If 0 is an equilibrium point and an attractor, then 0 is also stable?

Question

I need to show that, given $x'=f(x)$ with $f$ Lipschitz, $f(0)=0$, and that $\varphi(t,x_0) \rightarrow 0$ as $t \rightarrow \infty$ for all $x_0 \in \mathbb{R}$, then $0$ is stable. I feel like you need to relate $\varphi$ to $f$ somehow but I'm very hazy on how flows actually work, so I feel pretty stuck with this.

Answer 1

Well, think of the phase portrait. The only way for the origin to be unstable is if some solution moves away from it, and for systems in $\mathbb{R}$, such an outward-moving solution will be a barrier for other solutions to approach the origin from that direction.

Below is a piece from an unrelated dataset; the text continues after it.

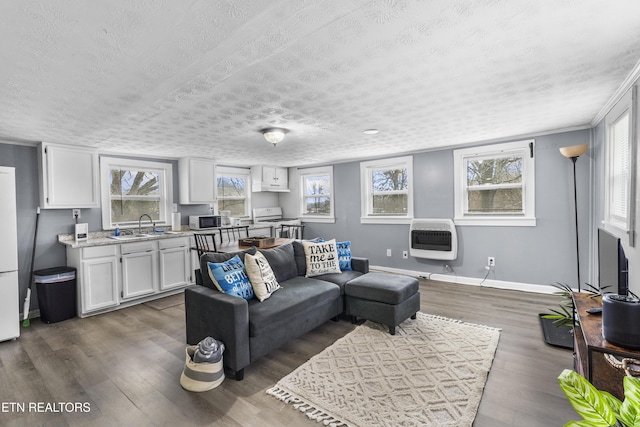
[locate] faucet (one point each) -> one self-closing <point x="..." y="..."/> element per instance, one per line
<point x="153" y="224"/>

Note, by the way, that this statement is false for systems in $\mathbb{R}^2$ (or higher dimension), as shown for example by the system $$ \dot x = \frac{x^2 (y-x)+y^5}{1+(x^2+y^2)^2} ,\qquad \dot y = \frac{y^2 (y-2x)}{1+(x^2+y^2)^2} ; $$ It can be shown that all of its solutions tend to $(0,0)$ as $t \to +\infty$, and that the origin is unstable anyway. (See phase portrait plotted on Wolfram Alpha to get an idea of how this is possible.)